Quel bilan faire des réformes fiscales ?

Les réformes fiscales, comme la réduction du taux de l’impôt sur les sociétés (IS), ont eu des effets positifs sur l’attractivité du Maroc, mais des défis demeurent, estime notre invité.

La problématique majeure reste l’assiette fiscale, trop étroite, selon notre expert. De nombreux acteurs, opérant notamment dans l’informel, échappent encore à l’impôt par des pratiques de fraude ou de non-déclaration. Un système fiscal plus inclusif est nécessaire, insiste-t-il. En attendant, l’État reste privé de recettes importantes.



Quels leviers mettre en place alors pour améliorer la collecte des impôts ? Il est tout d’abord essentiel de digitaliser le système fiscal. Une telle initiative pourrait réduire les erreurs humaines et les fraudes, tout en facilitant la vie des contribuables, notamment des petites entreprises. Cela pourrait augmenter l'efficacité du système tout en offrant plus de transparence et de contrôle. La mise en place de plateformes numériques pour les déclarations fiscales et les paiements est donc un impératif, soutient Rahj.



Cependant, il est important aussi que l’administration fiscale accompagne cette transition avec des programmes de sensibilisation pour que tout le monde, en particulier les petites entreprises, puisse en bénéficier. En attendant, les PME continuent de se heurter à un système fiscal «complexe». Bien que la réforme ait allégé certaines charges fiscales, la réalité est que ces entreprises restent submergées par des formalités administratives trop lourdes, estime l’invité de l’émission. La simplification des démarches fiscales est donc essentielle pour favoriser leur développement. Car bien que réformé, le système fiscal marocain reste un frein pour de nombreuses PME, qui se retrouvent noyées sous les formalités administratives. La simplification des démarches fiscales serait un levier important pour encourager la formalisation et le développement de ces entreprises.

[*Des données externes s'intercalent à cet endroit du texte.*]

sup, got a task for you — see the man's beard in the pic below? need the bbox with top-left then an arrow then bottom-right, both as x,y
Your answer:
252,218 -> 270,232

Et concernant la fiscalité indirecte, notamment la TVA ?

Il s’agit d’une source importante de recettes pour l’État, mais qui a un impact direct sur les consommateurs. Les classes populaires sont les plus touchées par cette taxe, qui frappe les biens de consommation courante. Il serait pertinent de différencier les taux de TVA en fonction des produits, notamment pour les produits de première nécessité. Ainsi, l’invité suggère de revoir la structure des taux de TVA, afin de mieux protéger les classes les plus vulnérables, tout en garantissant un financement adéquat pour l’État. Une telle mesure permettrait de rendre le système plus équitable, en réduisant l'impact de la TVA sur les produits essentiels.

Pour notre invité, l’un des principaux problèmes réside aussi dans les niches fiscales dont bénéficient certaines grandes entreprises. Les petites entreprises et les citoyens supportent une lourde charge fiscale tandis que ces grandes structures profitent de nombreux avantages. Une réforme des niches fiscales et une approche plus progressive de l’impôt sur le revenu seraient des solutions pour améliorer l’équité du système. Ainsi, une révision des exonérations fiscales permettrait de garantir une distribution plus équitable des charges fiscales. Une fiscalité plus progressive sur le revenu pourrait également mieux tenir compte des capacités financières des contribuables.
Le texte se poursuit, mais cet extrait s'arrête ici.